Happy holidays, fellow parents! This article is something that’s very relevant for the recently concluded holiday season. I’m going to be talking about gifting your children money for the holidays.
Sometimes we’re stuck between:
- giving our kids things they’ve always wanted (like a toy, shoes, clothes, etc.)
- giving them money so that they can have more freedom with the gift you’re giving them.
As an advocate for financial responsibility in kids, giving your kids money for Christmas is a good choice.
I can feel that this decision might raise some eyebrows for some. But let me explain why I think money-gifting is a good idea.
Gifting the kids money allows you to engage them in money conversations.
When your kids open their presents, you can begin to talk to them about money. You can talk about saving it for the future or allocating money in different “budgets”. It is also an opportunity to give them light tips about responsible financial ownership
You can also consider gifting your child a piggy bank together with the money. That way, you can nudge them towards putting all (or a part of) the cash into the piggy bank.
Reminder: The money you are giving them are gifts, meaning there should be no strings attached.
When you are gifting your children money for the holidays, you have to remember that the money you are giving them should not be subject to too stringent “savings conditions”. You shouldn’t tell them that they can’t spend the money. The money you give them is theirs and they should have the freedom to spend or save it in any way they want to. But you should certainly engage them in a dialogue around what they want to spend on and why it would be sensible to save some.
We want to give them confidence in the choices they make involving their own money. You are using the gift as a tool for opening up responsible spending and saving habits with kids.
I don’t recommend gifting cheques or digital money to younger children. Cheques are very abstract concepts and children cannot understand deep abstract concepts yet. They are still not able to understand that a piece of paper with the amount written on it can equate to real money.
Stick to cash for younger children as it is more concrete. As I mentioned in one blog post, it is important to concretise the concept of money.
Take advantage of kids’ receptiveness for tactile and kinesthetic experiences.
I recommend breaking the bigger bills into coins or smaller bills! Because this allows a more tactile experience for them. They can count smaller bills so that they can see how coins or smaller bills can make twenty, fifty, or even a hundred! This imprints to them that even the smallest amount will contribute to wealth-building.
Aside from that, don’t be dismissive when they ask you follow up questions as you give them tips on saving. Children are naturally inquisitive and curious beings, so they are bound to ask. Use that to your advantage. Explain the importance of saving but also don’t forget to remind them that the money is theirs.
Be responsible money gifters!
Part of responsible financial parenting is making sure that our kids do not create unrealistic expectations on receiving money. So I would like to remind you to discuss expectations with your kids.
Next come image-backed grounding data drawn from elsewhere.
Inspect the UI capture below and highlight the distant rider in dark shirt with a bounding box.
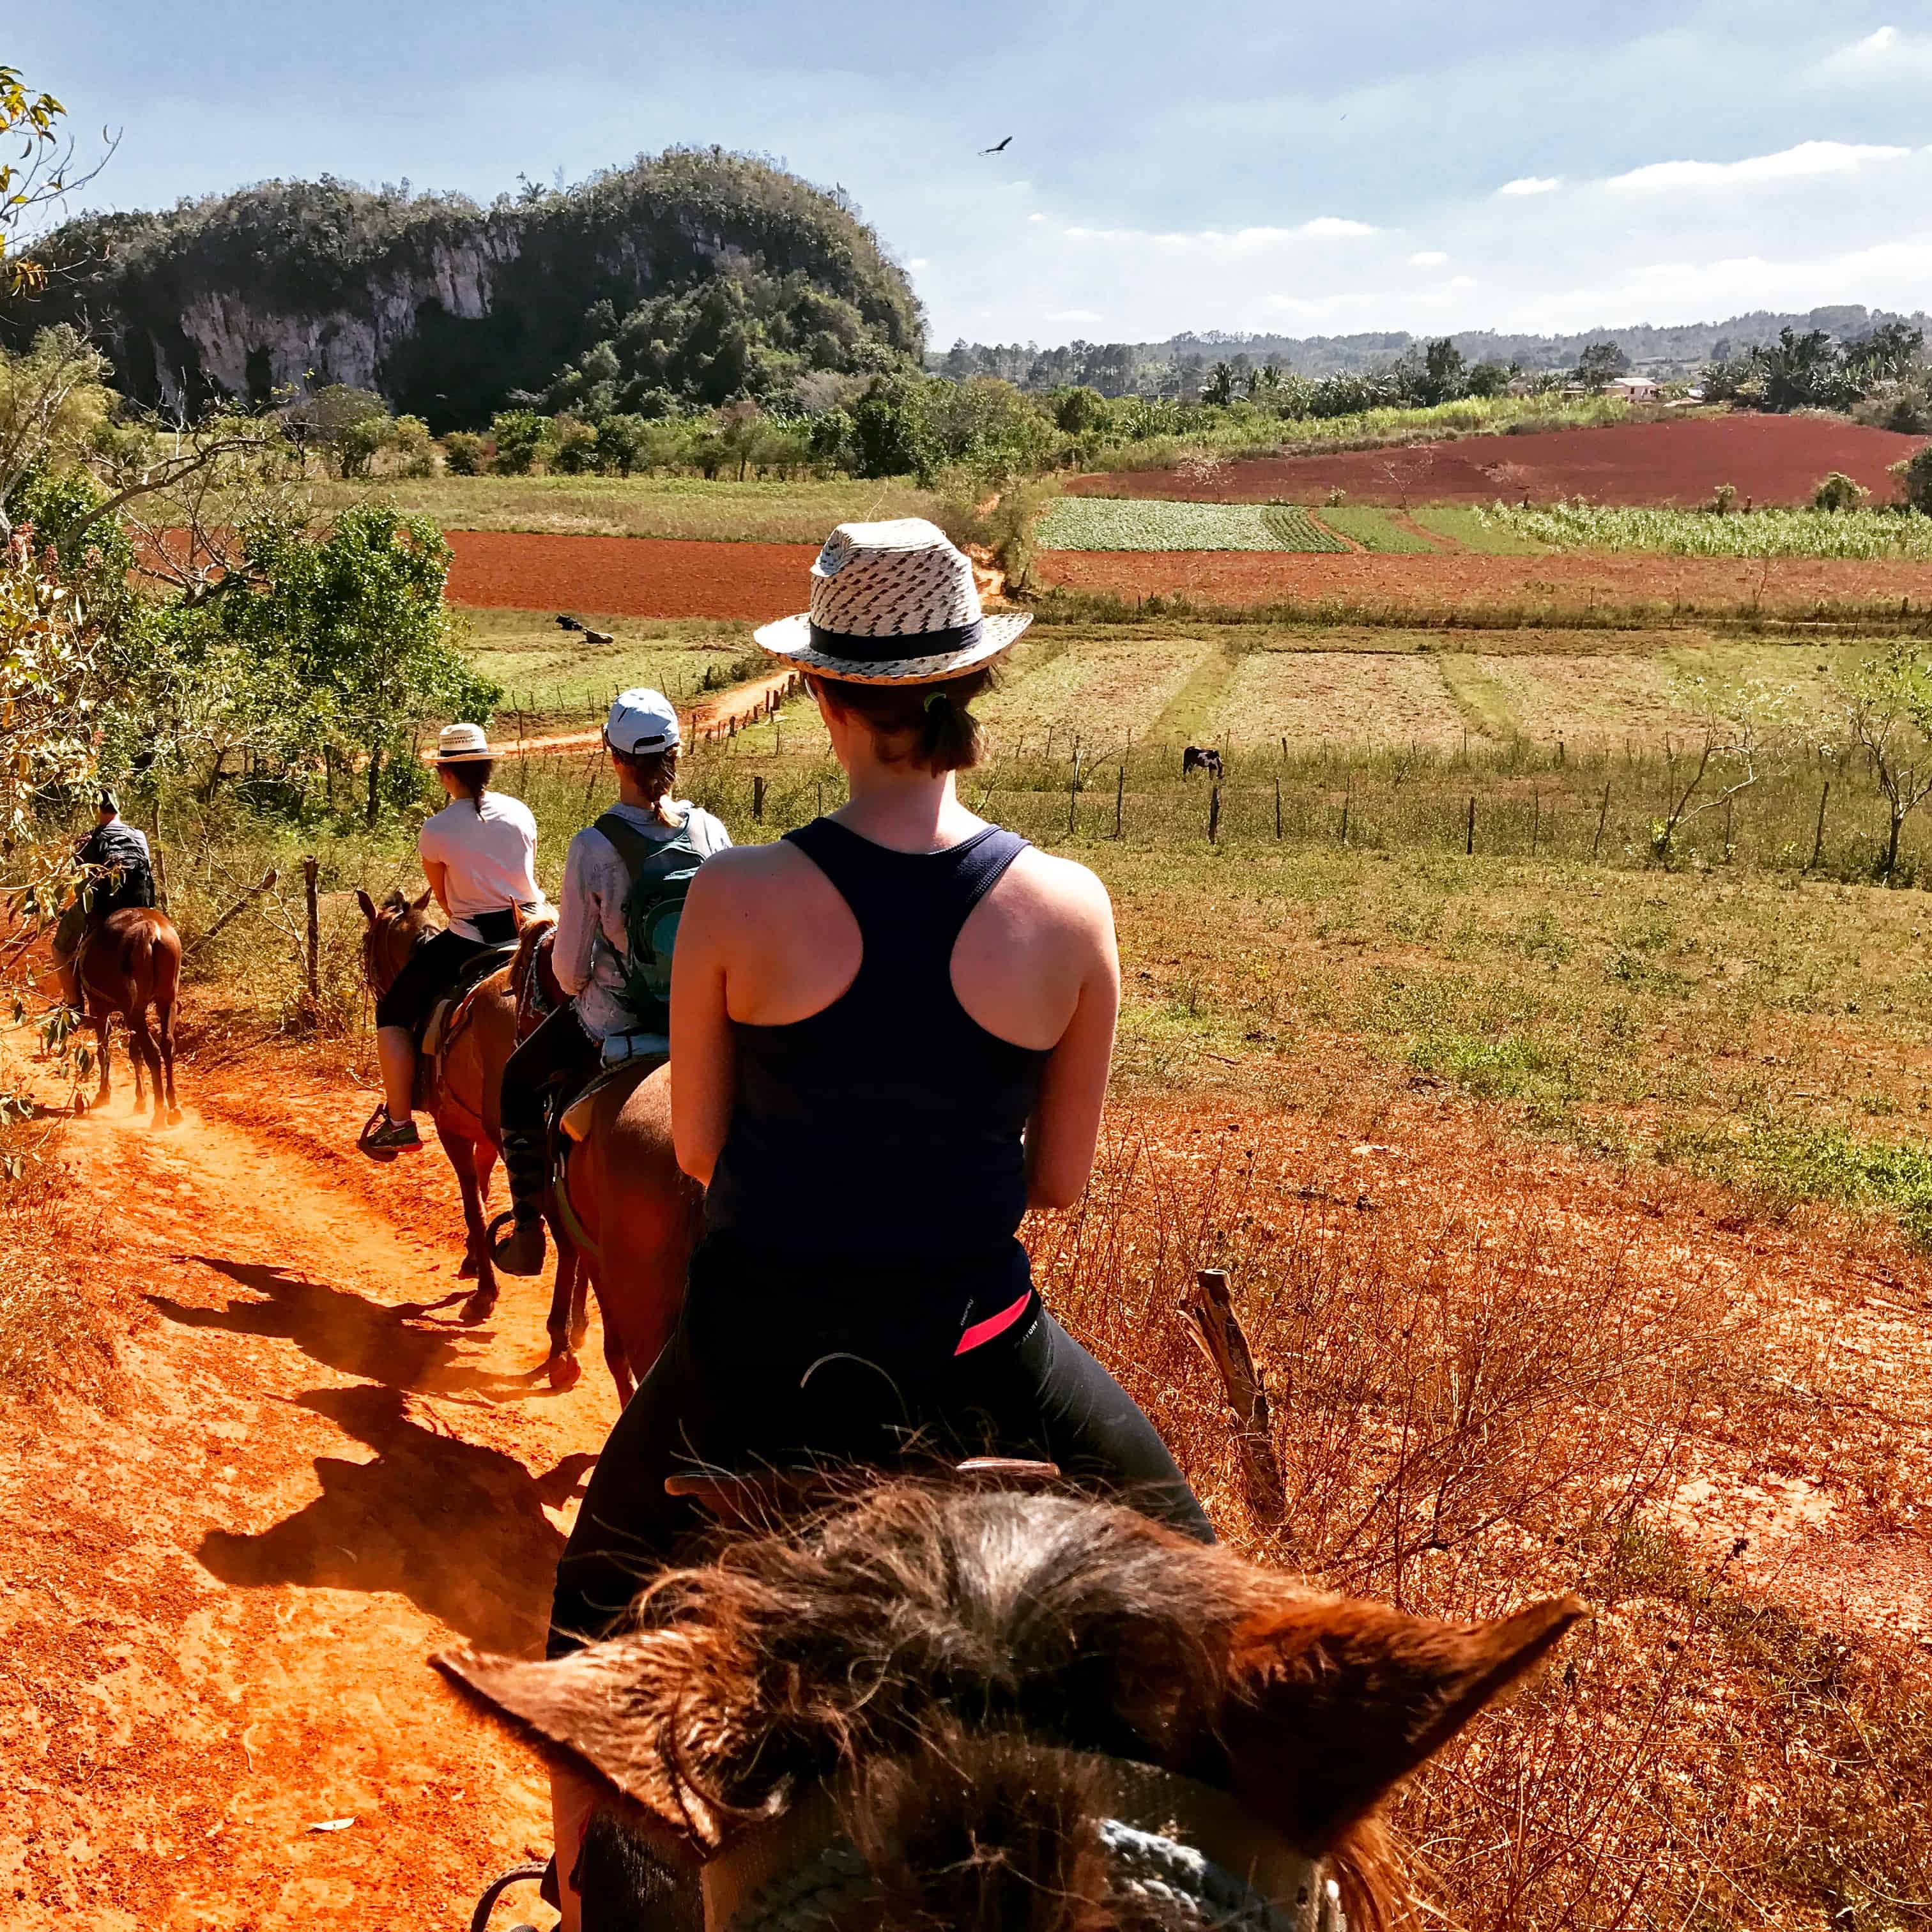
[51,792,155,1009]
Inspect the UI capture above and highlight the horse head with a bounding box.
[441,1478,1580,1929]
[356,887,436,997]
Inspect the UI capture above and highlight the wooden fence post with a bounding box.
[1181,1268,1286,1526]
[1067,773,1078,839]
[752,775,766,822]
[1593,781,1611,859]
[303,856,319,1008]
[1208,780,1221,845]
[1113,763,1125,839]
[1274,776,1282,840]
[1465,795,1475,855]
[1811,780,1830,870]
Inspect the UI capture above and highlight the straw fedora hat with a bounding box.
[434,723,493,763]
[753,518,1031,686]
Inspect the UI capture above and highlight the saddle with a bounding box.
[413,941,519,1107]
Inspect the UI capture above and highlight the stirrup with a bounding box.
[486,1206,547,1276]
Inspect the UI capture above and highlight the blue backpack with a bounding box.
[591,811,702,1033]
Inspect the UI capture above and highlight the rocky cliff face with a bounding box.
[9,153,924,429]
[151,236,509,411]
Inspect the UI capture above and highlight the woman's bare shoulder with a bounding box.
[1000,845,1114,930]
[687,838,818,900]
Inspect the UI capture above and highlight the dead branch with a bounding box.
[1181,1267,1288,1529]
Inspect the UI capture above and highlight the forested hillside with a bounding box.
[4,148,924,430]
[942,305,1932,395]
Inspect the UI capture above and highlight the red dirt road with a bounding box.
[1072,415,1929,507]
[1032,547,1932,617]
[445,531,817,619]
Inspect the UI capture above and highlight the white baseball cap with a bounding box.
[604,687,680,756]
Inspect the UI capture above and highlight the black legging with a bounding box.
[373,927,490,1034]
[500,1002,604,1142]
[549,1231,1212,1656]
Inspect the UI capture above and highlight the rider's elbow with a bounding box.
[1025,1169,1088,1213]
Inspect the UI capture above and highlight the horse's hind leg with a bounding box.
[156,997,181,1123]
[130,1015,165,1129]
[84,1012,112,1114]
[459,1142,498,1280]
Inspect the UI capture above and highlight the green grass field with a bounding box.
[1406,504,1551,553]
[316,474,942,542]
[1311,505,1441,553]
[1491,501,1932,559]
[1036,498,1348,552]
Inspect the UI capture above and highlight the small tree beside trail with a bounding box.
[1837,645,1932,882]
[1650,678,1791,865]
[1813,470,1868,513]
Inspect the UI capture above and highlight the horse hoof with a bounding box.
[459,1289,498,1325]
[167,1108,183,1126]
[548,1352,582,1392]
[457,1253,480,1280]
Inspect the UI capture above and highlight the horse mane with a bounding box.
[616,1483,1405,1928]
[510,904,558,982]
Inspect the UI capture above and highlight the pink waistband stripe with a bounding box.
[953,1289,1034,1356]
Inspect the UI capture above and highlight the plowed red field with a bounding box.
[445,531,816,617]
[1072,415,1928,507]
[1032,548,1932,617]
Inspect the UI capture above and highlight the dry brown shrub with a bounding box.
[1032,1106,1932,1929]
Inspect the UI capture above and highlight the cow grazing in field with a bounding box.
[1183,746,1223,779]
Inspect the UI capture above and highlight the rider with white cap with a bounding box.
[489,687,731,1275]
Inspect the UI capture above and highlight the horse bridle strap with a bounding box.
[700,1751,1338,1932]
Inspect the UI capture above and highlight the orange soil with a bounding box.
[6,1032,1930,1925]
[1071,414,1930,507]
[445,532,818,620]
[1031,548,1932,615]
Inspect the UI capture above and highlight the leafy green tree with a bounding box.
[1574,341,1630,387]
[1200,362,1238,407]
[441,431,487,475]
[1754,328,1853,412]
[1812,471,1867,512]
[1845,321,1924,388]
[805,408,853,470]
[549,417,601,473]
[1894,446,1932,515]
[218,503,498,821]
[1052,385,1109,435]
[1395,337,1468,406]
[1465,360,1512,399]
[848,376,931,479]
[593,413,652,475]
[489,409,548,474]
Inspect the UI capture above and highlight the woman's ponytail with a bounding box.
[809,667,994,774]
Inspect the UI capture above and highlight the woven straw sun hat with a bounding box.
[434,722,493,763]
[753,518,1031,686]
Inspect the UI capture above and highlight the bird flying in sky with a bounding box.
[980,135,1013,155]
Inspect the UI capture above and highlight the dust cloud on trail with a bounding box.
[0,1081,616,1928]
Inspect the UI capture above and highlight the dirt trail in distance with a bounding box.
[1,1069,616,1928]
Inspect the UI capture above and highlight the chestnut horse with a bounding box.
[76,907,182,1129]
[358,890,695,1399]
[445,1476,1583,1930]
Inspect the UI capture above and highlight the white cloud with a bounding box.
[1060,218,1375,251]
[1813,24,1932,85]
[1027,212,1046,223]
[907,256,928,268]
[1607,139,1912,191]
[1299,215,1377,236]
[1409,249,1450,266]
[1498,176,1561,195]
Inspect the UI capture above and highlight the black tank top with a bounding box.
[703,818,1050,1263]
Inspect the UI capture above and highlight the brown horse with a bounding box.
[76,907,182,1129]
[444,1476,1583,1930]
[358,891,696,1399]
[548,1056,700,1404]
[358,888,582,1369]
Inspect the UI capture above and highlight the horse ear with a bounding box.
[1220,1593,1583,1853]
[355,889,377,924]
[412,887,434,912]
[435,1641,721,1867]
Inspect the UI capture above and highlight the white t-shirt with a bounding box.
[417,791,543,941]
[555,801,732,1037]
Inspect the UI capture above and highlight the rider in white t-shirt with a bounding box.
[364,724,544,1158]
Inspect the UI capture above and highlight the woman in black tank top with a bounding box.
[549,522,1207,1665]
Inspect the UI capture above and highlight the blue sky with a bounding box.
[16,2,1932,345]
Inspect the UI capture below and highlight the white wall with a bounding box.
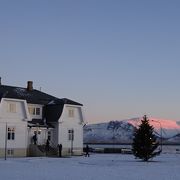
[0,122,27,148]
[0,98,29,153]
[0,98,30,121]
[58,105,84,152]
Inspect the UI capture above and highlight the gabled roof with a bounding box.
[0,85,83,106]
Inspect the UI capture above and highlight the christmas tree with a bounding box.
[132,115,159,161]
Do not forget to explain to children the concept of gift and that the money given are gifts. You have to let them know that they should not expect to receive such amounts every Christmas or special occasion.
When you give cash gifts that children will personally be handling and counting, make sure that the amount is appropriate for their age. There’s no point in handing over something like $1000 dollars to a 7-year-old. They won’t be able to understand the immense value of such big money. The things they want won’t reach that value anyway. You’d rather gift them a smaller amount they can manage themselves, and transfer the rest directly onto their savings account, for example.
Fellow parents, I hope you and your family have a very wonderful holiday celebration. I hope this quick article helped you decide on whether you’ll be giving your child money for the holidays or not.